The artist looks at his work with pride: It appears to be perfect in every way. He summons the teacher for an opinion. Inclined to encourage young artists, she gingerly opines, “It’s really good. But something is missing.” The student looks again carefully at his work. Quizzically he asks, “What’s missing?” Without hesitation the teacher replies, “It has no life.”
Jesus brings abundant life. For many of us in North America, abundance brings images of material prosperity: a lavish home, worldwide cruises, luxury cars, a lucrative career, surplus money in the bank, or winning the lottery. We imagine that this kind of prosperity would allow us to live life to the fullest. But for so many who enjoy “the good life,” something is still missing: life.
Abundant life does not consist of an abundance of material things. If that were the case, Jesus would have kept company with the wealthy and influential. But it’s just the opposite.
In today’s reading, the word abundantly connotes excessive, beyond measure, more, superfluous—a quantity so immeasurable that it is more than what one would expect or anticipate. This is the kind of life Jesus brings. It is more than we could ever imagine.
An abundant life is not necessarily a long life, but it is a full one. We get a glimpse of this fullness, this abundance, only by looking to the One who, being in the form of God, did not exploit his equality with God, but emptied himself. (See Philippians 2:5-7.) Jesus shares wisdom hidden from the robust and the clever: The last shall be first; the least shall hold pride of place; the littlest have much to offer the big and the strong; in weakness lies strength. In emptying himself, Jesus is able to give life abundant. By learning to live with less, in emptying ourselves, we can be filled with an abundance that will truly satisfy.
Jesus, Son of the Living God, give me the will this day to make enough room for the gifts of your Spirit that hold the seeds of the abundant life you promise. Amen.
The reading from Acts picks up the themes of mutual love and fellowship from last week’s readings and records that the display of these qualities captured the attention of the people in Jerusalem. When the church displays these qualities today, they still attract people to the Lord. The psalm and First Peter are linked by the theme of suffering. In Psalm 23, David is confident that God will stay with him even through the darkest valley. Peter encourages his audience to walk through that same valley, strengthened by the knowledge that God will never abandon them and that they are following the example of Christ. In John, Jesus declares that he is the way to safety for God’s sheep, so we should listen to his voice alone.

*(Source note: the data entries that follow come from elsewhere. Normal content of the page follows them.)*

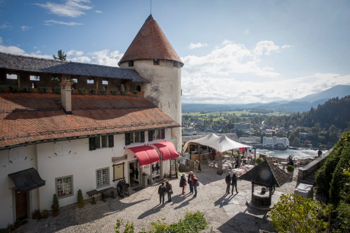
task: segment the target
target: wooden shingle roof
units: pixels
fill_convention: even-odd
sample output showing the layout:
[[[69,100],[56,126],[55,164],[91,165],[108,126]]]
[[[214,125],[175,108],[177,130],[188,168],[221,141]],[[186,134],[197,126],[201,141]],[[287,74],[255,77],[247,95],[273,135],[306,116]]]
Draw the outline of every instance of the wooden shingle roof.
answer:
[[[133,70],[26,57],[0,52],[0,68],[34,73],[45,73],[128,79],[149,82]]]
[[[123,95],[72,94],[72,115],[59,93],[0,92],[0,150],[94,135],[180,127],[150,100]]]
[[[144,59],[160,59],[183,63],[157,21],[150,15],[119,64]]]
[[[239,179],[262,186],[278,187],[289,180],[290,176],[272,163],[264,160]]]

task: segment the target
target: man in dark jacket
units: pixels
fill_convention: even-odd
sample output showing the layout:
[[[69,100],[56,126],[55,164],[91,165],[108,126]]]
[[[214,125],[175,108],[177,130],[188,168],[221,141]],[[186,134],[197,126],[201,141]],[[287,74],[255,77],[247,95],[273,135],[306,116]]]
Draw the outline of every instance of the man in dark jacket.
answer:
[[[226,182],[226,185],[227,187],[226,188],[226,192],[227,194],[230,193],[230,187],[231,186],[231,173],[229,172],[229,174],[226,176],[225,178],[225,181]]]
[[[236,193],[238,194],[239,192],[237,191],[237,180],[238,179],[237,176],[236,175],[235,173],[233,173],[232,175],[232,191],[231,192],[231,193],[232,195],[233,195],[233,187],[236,187]]]

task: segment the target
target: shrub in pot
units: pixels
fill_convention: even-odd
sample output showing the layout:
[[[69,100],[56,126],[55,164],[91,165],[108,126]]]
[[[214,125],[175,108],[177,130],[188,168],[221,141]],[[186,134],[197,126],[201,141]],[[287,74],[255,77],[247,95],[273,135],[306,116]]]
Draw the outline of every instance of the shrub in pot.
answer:
[[[84,199],[83,197],[83,193],[81,189],[78,190],[78,195],[77,196],[78,199],[78,206],[79,208],[83,208],[84,207]]]
[[[51,205],[51,209],[52,210],[52,215],[55,217],[58,215],[59,213],[59,205],[58,204],[58,199],[56,194],[54,194],[52,198],[52,204]]]

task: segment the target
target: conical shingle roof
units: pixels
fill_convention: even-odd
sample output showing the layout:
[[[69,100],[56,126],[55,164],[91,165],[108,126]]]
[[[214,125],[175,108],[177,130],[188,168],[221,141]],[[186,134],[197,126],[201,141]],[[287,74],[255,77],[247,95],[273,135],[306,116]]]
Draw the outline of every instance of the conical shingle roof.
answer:
[[[143,59],[173,60],[183,65],[152,14],[145,22],[119,64]]]
[[[265,160],[239,179],[262,185],[280,187],[289,180],[290,176],[272,163]]]

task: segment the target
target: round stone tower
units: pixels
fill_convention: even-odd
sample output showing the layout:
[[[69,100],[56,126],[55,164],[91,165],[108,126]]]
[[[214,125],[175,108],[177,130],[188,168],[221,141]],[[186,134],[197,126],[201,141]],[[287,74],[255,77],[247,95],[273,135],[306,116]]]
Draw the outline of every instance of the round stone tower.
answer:
[[[150,15],[119,62],[133,68],[149,83],[141,91],[162,111],[181,123],[181,68],[183,63],[152,15]],[[171,129],[172,142],[181,151],[180,127]]]

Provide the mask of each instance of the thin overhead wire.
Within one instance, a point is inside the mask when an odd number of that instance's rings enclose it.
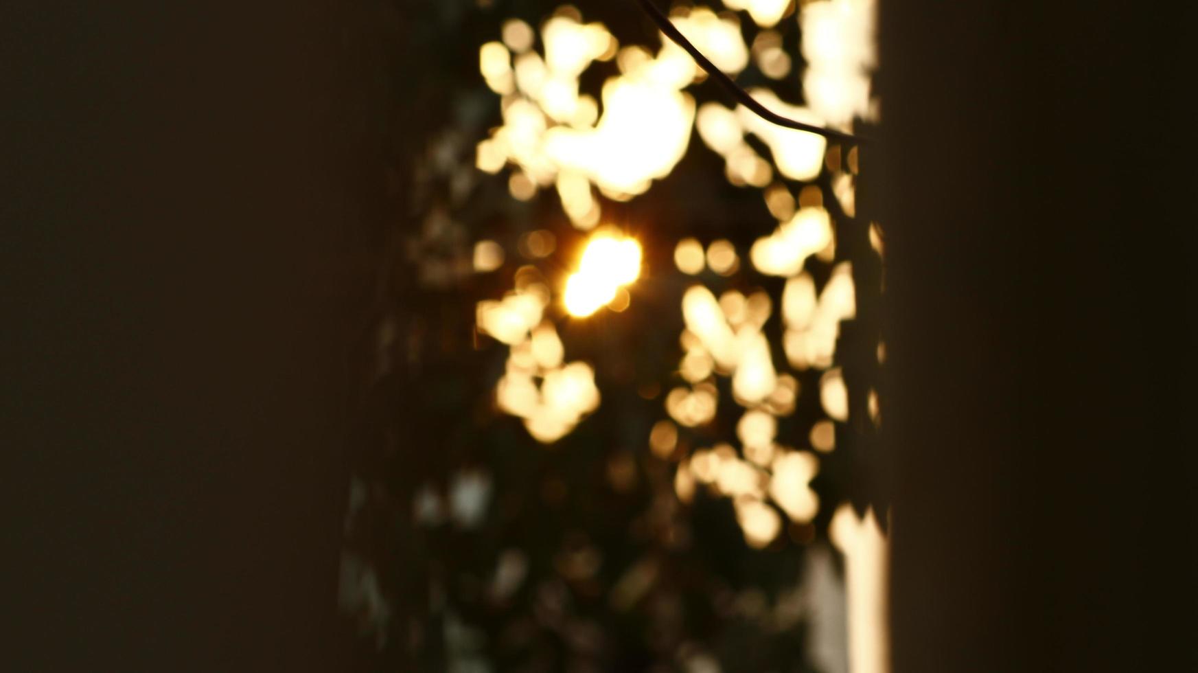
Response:
[[[645,13],[648,14],[651,19],[653,19],[653,23],[658,24],[658,28],[661,29],[661,32],[664,32],[666,37],[672,40],[676,44],[678,44],[688,54],[690,54],[690,56],[695,59],[695,62],[698,63],[698,67],[707,71],[707,74],[709,74],[713,79],[715,79],[715,81],[719,81],[720,85],[722,85],[724,89],[726,89],[728,93],[731,93],[732,97],[737,99],[737,102],[739,102],[745,108],[749,108],[749,110],[751,110],[761,119],[781,127],[793,128],[797,131],[806,131],[807,133],[823,135],[829,140],[839,140],[842,143],[852,143],[852,144],[871,143],[871,139],[861,135],[854,135],[852,133],[845,133],[842,131],[836,131],[833,128],[824,128],[822,126],[805,123],[798,120],[792,120],[789,117],[783,117],[782,115],[774,113],[766,105],[758,103],[752,96],[749,95],[748,91],[742,89],[739,84],[737,84],[731,77],[725,74],[724,71],[715,67],[715,63],[709,61],[707,56],[704,56],[703,53],[698,50],[697,47],[695,47],[689,40],[686,40],[686,36],[684,36],[682,31],[678,30],[678,26],[676,26],[673,22],[670,20],[670,17],[665,16],[665,13],[662,13],[661,10],[659,10],[658,6],[654,5],[652,0],[637,0],[637,2],[640,2],[641,8],[645,10]]]

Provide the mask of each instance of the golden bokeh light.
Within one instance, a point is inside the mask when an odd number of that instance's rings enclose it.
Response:
[[[745,542],[754,548],[764,548],[778,538],[782,529],[782,519],[764,502],[752,497],[734,501],[737,522],[744,533]]]
[[[661,460],[668,460],[678,447],[678,426],[668,420],[659,420],[649,431],[649,449]]]
[[[870,75],[877,67],[876,0],[817,0],[799,13],[803,91],[807,104],[829,123],[847,126],[854,116],[872,119]]]
[[[800,208],[773,234],[758,238],[749,250],[749,257],[761,273],[789,278],[801,272],[807,257],[825,249],[831,240],[828,211]]]
[[[707,247],[707,266],[720,275],[732,275],[737,271],[739,257],[731,242],[720,238]]]
[[[761,28],[778,25],[791,7],[791,0],[724,0],[730,10],[745,10]]]
[[[830,369],[819,378],[819,404],[833,420],[848,420],[848,388],[840,369]]]
[[[827,454],[836,448],[836,426],[830,420],[817,420],[809,438],[812,449]]]
[[[666,413],[678,425],[697,428],[715,418],[718,404],[719,394],[714,386],[700,383],[694,389],[679,387],[666,395]]]
[[[683,238],[674,248],[674,265],[678,271],[697,275],[703,272],[707,256],[703,254],[703,244],[695,238]]]
[[[532,26],[520,19],[508,19],[503,22],[503,44],[516,54],[524,54],[532,49],[532,42],[537,36]]]
[[[597,234],[587,241],[577,271],[565,281],[565,310],[575,317],[589,316],[640,275],[641,244],[635,238]]]
[[[473,266],[476,273],[489,273],[503,266],[503,247],[495,241],[474,243]]]
[[[807,451],[786,451],[774,459],[769,497],[797,523],[807,523],[819,511],[819,498],[810,483],[819,471],[819,460]]]

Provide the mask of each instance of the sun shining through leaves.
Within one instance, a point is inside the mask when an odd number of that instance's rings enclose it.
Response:
[[[641,244],[635,238],[600,232],[587,241],[579,268],[565,281],[565,310],[587,317],[616,299],[641,275]]]

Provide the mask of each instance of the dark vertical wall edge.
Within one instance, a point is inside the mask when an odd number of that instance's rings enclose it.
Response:
[[[1196,25],[883,4],[898,673],[1196,668]]]

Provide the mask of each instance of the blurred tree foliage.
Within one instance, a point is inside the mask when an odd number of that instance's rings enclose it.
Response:
[[[837,450],[821,455],[813,483],[819,515],[812,525],[791,525],[766,550],[745,544],[727,498],[700,490],[691,504],[679,503],[674,465],[648,445],[652,426],[666,418],[665,392],[679,381],[678,307],[695,283],[674,269],[674,243],[727,238],[744,256],[778,224],[761,190],[730,184],[724,160],[697,135],[647,194],[627,204],[603,199],[605,222],[627,228],[645,249],[646,279],[630,289],[630,308],[558,321],[568,359],[594,366],[599,410],[545,447],[495,408],[508,348],[476,331],[476,303],[510,289],[522,234],[549,230],[564,253],[585,236],[551,190],[518,201],[504,177],[476,169],[476,144],[500,123],[500,98],[478,73],[478,48],[498,40],[504,19],[537,26],[557,6],[365,1],[363,34],[346,35],[367,46],[369,85],[387,102],[363,119],[386,141],[379,148],[385,175],[365,178],[386,181],[381,207],[391,223],[379,232],[377,289],[355,360],[362,396],[341,596],[359,635],[358,669],[816,669],[805,637],[812,590],[803,582],[804,558],[827,547],[836,504],[852,501],[861,511],[876,499],[861,477],[872,469],[869,442],[851,441],[851,429],[837,426]],[[633,2],[581,10],[622,44],[658,46]],[[743,25],[751,42],[755,28]],[[783,20],[778,31],[798,69],[798,22]],[[615,63],[597,63],[582,89],[598,95],[613,73]],[[797,77],[776,81],[750,66],[739,81],[801,101]],[[712,85],[689,92],[698,102],[724,101]],[[825,171],[816,182],[824,193],[829,180]],[[829,201],[837,225],[854,222]],[[476,274],[472,249],[483,238],[508,255],[498,271]],[[837,260],[867,249],[864,229],[840,238]],[[811,268],[819,284],[830,269]],[[543,271],[563,269],[549,262]],[[877,269],[860,265],[854,273],[876,280]],[[785,285],[754,273],[704,272],[700,280],[716,295],[764,289],[775,307]],[[774,322],[767,334],[776,345]],[[870,329],[846,325],[840,350],[872,352],[863,345],[875,341]],[[775,362],[786,362],[780,350]],[[857,406],[871,372],[846,365]],[[779,437],[801,447],[823,418],[819,372],[793,374],[801,393],[795,412],[780,419]],[[719,386],[721,400],[731,400],[727,380]],[[679,450],[733,441],[733,412],[728,401],[713,423],[682,429]]]

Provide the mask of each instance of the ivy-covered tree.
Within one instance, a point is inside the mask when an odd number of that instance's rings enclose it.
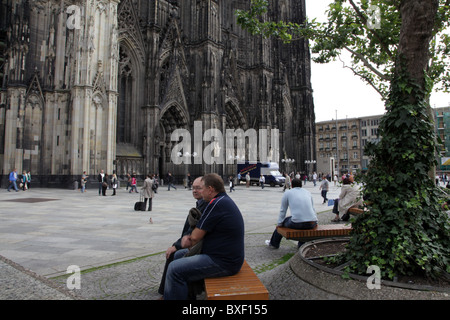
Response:
[[[348,263],[349,272],[365,274],[370,265],[390,279],[450,272],[449,217],[428,174],[437,151],[429,96],[435,83],[449,88],[449,38],[442,33],[449,2],[336,0],[326,25],[264,21],[265,0],[252,0],[248,11],[238,12],[238,22],[252,33],[313,40],[318,61],[350,51],[355,73],[386,99],[380,142],[366,148],[371,162],[362,182],[368,211],[352,221],[347,251],[337,258]],[[373,18],[370,5],[380,9],[379,28],[367,23]]]

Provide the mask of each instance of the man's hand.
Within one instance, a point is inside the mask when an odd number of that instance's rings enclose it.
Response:
[[[190,248],[192,247],[191,235],[184,236],[181,238],[181,247],[182,248]]]
[[[177,251],[177,248],[175,246],[171,246],[169,249],[166,250],[166,259],[169,259],[170,255]]]

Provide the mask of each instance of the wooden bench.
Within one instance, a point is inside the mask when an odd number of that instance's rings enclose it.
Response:
[[[314,229],[298,230],[278,227],[277,232],[286,239],[307,242],[322,238],[348,237],[352,227],[346,224],[322,224]]]
[[[352,208],[348,209],[348,213],[350,213],[353,216],[357,216],[357,215],[362,214],[364,212],[365,212],[364,209],[357,208],[357,207],[352,207]]]
[[[205,292],[207,300],[269,300],[269,292],[247,261],[234,276],[206,278]]]

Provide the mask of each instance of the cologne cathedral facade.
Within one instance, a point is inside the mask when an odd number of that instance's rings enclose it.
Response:
[[[269,160],[305,170],[315,149],[308,42],[243,31],[235,10],[249,3],[1,0],[2,185],[14,168],[41,186],[101,170],[235,175],[236,164],[174,163],[172,133],[195,123],[266,129],[270,150],[276,129]],[[304,0],[270,1],[268,19],[305,15]]]

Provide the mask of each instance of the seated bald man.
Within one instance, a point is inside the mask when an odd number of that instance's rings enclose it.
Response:
[[[244,262],[244,220],[239,208],[228,197],[222,178],[206,174],[203,200],[208,202],[197,227],[181,240],[190,248],[203,240],[200,254],[185,257],[178,250],[167,270],[164,300],[186,300],[188,284],[209,277],[231,276]]]

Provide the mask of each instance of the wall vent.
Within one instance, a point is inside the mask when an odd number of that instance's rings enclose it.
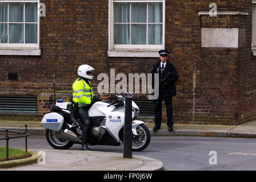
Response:
[[[37,113],[37,98],[27,96],[0,95],[0,113]]]

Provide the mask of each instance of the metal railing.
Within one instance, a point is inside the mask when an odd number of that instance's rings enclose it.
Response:
[[[9,129],[0,130],[0,132],[1,132],[1,131],[2,132],[5,132],[5,131],[6,132],[6,136],[5,137],[0,138],[0,140],[6,140],[6,160],[9,160],[9,140],[10,139],[21,138],[21,137],[25,137],[26,152],[27,153],[27,136],[29,136],[30,135],[30,134],[27,132],[27,125],[25,125],[25,128],[26,128],[25,132],[17,131],[11,131],[11,130],[9,130]],[[22,134],[23,135],[9,136],[9,132],[17,133],[18,133],[19,134]]]

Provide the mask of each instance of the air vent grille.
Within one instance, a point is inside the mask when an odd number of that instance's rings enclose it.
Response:
[[[0,113],[37,113],[37,98],[0,95]]]

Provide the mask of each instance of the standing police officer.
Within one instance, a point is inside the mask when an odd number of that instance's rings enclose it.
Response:
[[[100,100],[93,93],[91,86],[90,80],[93,78],[94,70],[93,67],[87,64],[79,66],[78,69],[79,78],[75,81],[72,86],[73,102],[78,106],[76,114],[82,123],[82,150],[90,150],[87,145],[89,131],[91,127],[91,121],[88,113],[89,106]]]
[[[159,78],[159,97],[154,102],[155,104],[155,127],[153,128],[153,131],[157,131],[161,129],[162,102],[164,100],[166,106],[167,125],[169,131],[171,132],[173,131],[172,97],[176,96],[175,83],[177,81],[179,76],[173,64],[168,60],[167,55],[169,52],[167,50],[161,50],[158,53],[160,60],[154,65],[154,68],[151,72],[152,74],[158,73]],[[153,87],[154,85],[154,77],[153,76]]]

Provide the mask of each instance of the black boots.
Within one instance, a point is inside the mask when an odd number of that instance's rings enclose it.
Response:
[[[87,133],[86,132],[87,128],[85,127],[82,131],[82,150],[89,151],[90,148],[87,146]]]

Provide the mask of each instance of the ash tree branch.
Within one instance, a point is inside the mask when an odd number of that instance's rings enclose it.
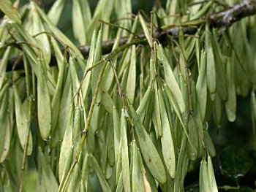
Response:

Read Acts 2:42-47. How do you see Good Time and Bad Time coexisting in your life or in your community?
Read Psalm 23. How do this psalm’s joys and comforts change when you consider the suffering of the psalmist in Psalm 22?
Read 1 Peter 2:19-25. When you have been caught in a struggle, how have your actions helped or worsened your situation?
Read John 10:1-10. How have you or someone you know attempted to enter God’s abundance by stealth? What does it mean for you to rectify this and enter through the gate?